Flora of the Hunter Region describes 54 endemic trees and large shrubs, combining art and science in a manner rarely seen in botanical identification guides. Species accounts provide information on distribution, habitat, flowering, key diagnostic features and conservation status, along with complete taxonomic descriptions. Each account includes stunning botanical illustrations produced by graduates of the University of Newcastle’s Bachelor of Natural History Illustration program. The illustrations depict key diagnostic features and allow complete identification of each species.
This book will be a valuable resource for those interested in the plants of the region, including researchers, environmental consultants, horticulturalists and gardeners, bush walkers, herbaria, and those involved in land management.
About the Authors
Stephen Bell is a conjoint fellow at the University of Newcastle, a self-employed botanist and part-time taxonomist who has been botanically exploring the Hunter Region for over 25 years. During this time, he has collected many thousands of plant specimens for various herbaria, and has discovered and described several taxa new to science.

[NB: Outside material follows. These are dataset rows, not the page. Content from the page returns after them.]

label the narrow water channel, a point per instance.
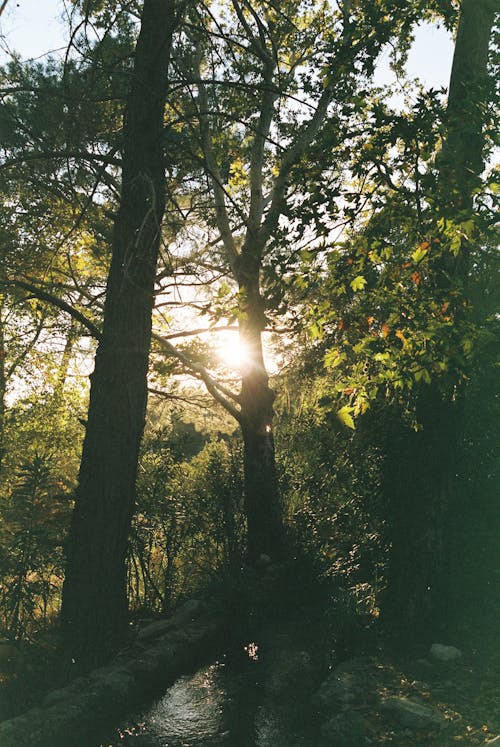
(221, 705)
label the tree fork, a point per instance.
(94, 608)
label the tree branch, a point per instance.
(219, 392)
(44, 295)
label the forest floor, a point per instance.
(465, 692)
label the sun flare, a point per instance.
(234, 354)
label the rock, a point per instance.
(263, 561)
(10, 657)
(346, 729)
(439, 652)
(343, 686)
(424, 664)
(289, 671)
(413, 715)
(187, 612)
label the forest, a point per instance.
(249, 355)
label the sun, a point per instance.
(234, 354)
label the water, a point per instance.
(221, 705)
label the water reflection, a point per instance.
(219, 706)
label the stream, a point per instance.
(224, 704)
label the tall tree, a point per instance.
(268, 89)
(94, 611)
(424, 485)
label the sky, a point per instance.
(34, 27)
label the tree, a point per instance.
(427, 490)
(94, 611)
(261, 156)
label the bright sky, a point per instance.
(34, 27)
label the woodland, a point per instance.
(248, 320)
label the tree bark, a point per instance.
(3, 385)
(262, 499)
(421, 481)
(94, 609)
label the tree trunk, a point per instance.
(262, 500)
(421, 481)
(94, 609)
(3, 386)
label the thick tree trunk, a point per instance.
(94, 611)
(262, 500)
(421, 482)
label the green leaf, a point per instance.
(418, 254)
(345, 417)
(358, 283)
(334, 358)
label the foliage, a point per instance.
(188, 527)
(34, 516)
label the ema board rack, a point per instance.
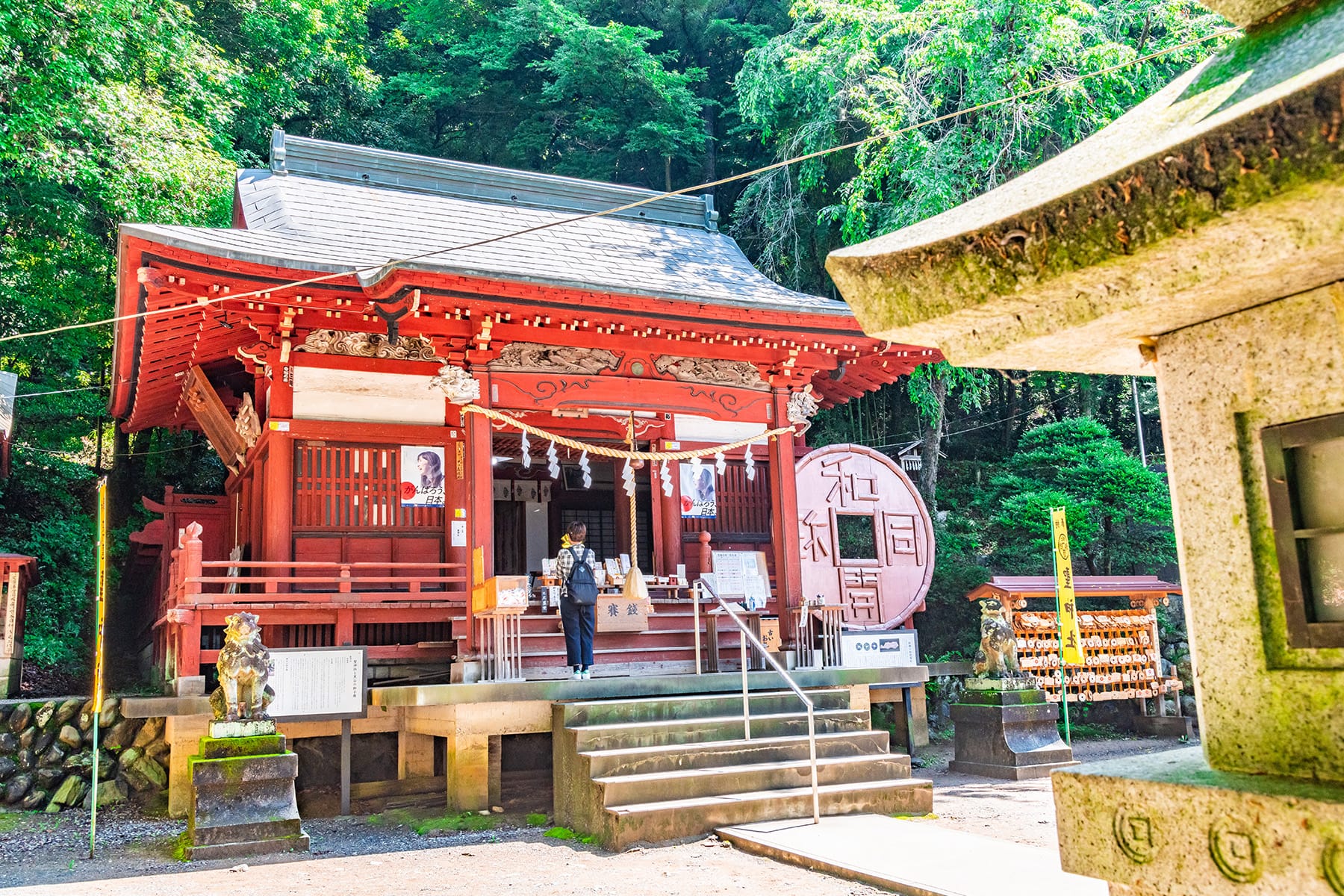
(1120, 648)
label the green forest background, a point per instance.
(140, 111)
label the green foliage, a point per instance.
(851, 69)
(1119, 512)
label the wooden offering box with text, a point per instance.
(500, 593)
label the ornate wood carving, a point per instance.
(206, 406)
(246, 422)
(544, 393)
(855, 482)
(557, 359)
(332, 341)
(712, 371)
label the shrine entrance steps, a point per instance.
(656, 768)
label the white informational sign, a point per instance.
(319, 682)
(423, 476)
(873, 649)
(699, 497)
(741, 575)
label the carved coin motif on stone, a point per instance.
(1236, 849)
(332, 341)
(712, 371)
(1136, 835)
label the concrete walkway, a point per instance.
(913, 856)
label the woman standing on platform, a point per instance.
(578, 595)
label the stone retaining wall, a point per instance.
(46, 754)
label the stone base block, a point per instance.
(243, 798)
(1169, 824)
(249, 729)
(1007, 734)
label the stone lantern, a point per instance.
(1198, 240)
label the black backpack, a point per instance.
(581, 585)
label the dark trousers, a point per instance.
(579, 622)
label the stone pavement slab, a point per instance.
(913, 856)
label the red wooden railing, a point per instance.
(202, 591)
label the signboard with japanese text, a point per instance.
(880, 649)
(1070, 638)
(699, 497)
(423, 476)
(315, 684)
(617, 613)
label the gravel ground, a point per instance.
(47, 853)
(1018, 810)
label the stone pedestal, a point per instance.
(243, 798)
(1008, 732)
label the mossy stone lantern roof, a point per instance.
(1189, 207)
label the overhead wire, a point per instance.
(887, 134)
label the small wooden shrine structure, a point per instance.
(304, 343)
(1121, 647)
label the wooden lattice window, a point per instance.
(1304, 464)
(354, 487)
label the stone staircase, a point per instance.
(660, 768)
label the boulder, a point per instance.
(16, 788)
(45, 718)
(121, 734)
(149, 732)
(111, 712)
(87, 715)
(144, 774)
(109, 793)
(69, 709)
(20, 718)
(70, 791)
(72, 738)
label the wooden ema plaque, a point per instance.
(1122, 662)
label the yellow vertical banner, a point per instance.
(1070, 638)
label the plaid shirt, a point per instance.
(564, 561)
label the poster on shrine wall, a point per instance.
(699, 499)
(423, 476)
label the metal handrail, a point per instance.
(746, 702)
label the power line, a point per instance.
(203, 301)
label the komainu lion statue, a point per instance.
(245, 665)
(998, 653)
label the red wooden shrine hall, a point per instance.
(302, 340)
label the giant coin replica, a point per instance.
(242, 781)
(1004, 726)
(865, 536)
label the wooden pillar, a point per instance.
(784, 499)
(279, 514)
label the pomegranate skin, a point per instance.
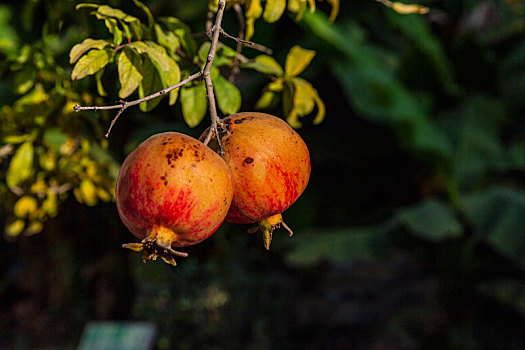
(271, 167)
(172, 191)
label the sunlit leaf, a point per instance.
(79, 49)
(167, 39)
(15, 228)
(129, 67)
(194, 104)
(265, 64)
(86, 5)
(108, 11)
(298, 7)
(304, 96)
(335, 9)
(147, 11)
(86, 192)
(157, 53)
(24, 80)
(90, 63)
(266, 100)
(183, 33)
(273, 10)
(228, 96)
(173, 77)
(297, 60)
(100, 87)
(21, 165)
(406, 9)
(113, 28)
(151, 83)
(25, 206)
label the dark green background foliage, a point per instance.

Christine Rockley is a scientific illustrator, designer and tutor. Currently based in Victoria, she has roots in the Hunter Valley. A graduate and former lecturer at the University of Newcastle in Scientific Illustration, Christine has trained in herbarium practice and specialises in terrestrial flora and marine and freshwater ecosystems.
Anne Llewellyn is a conjoint senior lecturer at the University of Newcastle and has been a practicing natural history illustrator and educator for over 30 years. Her research interests focus on field work and its application to the depiction of Australia's diverse flora and fauna.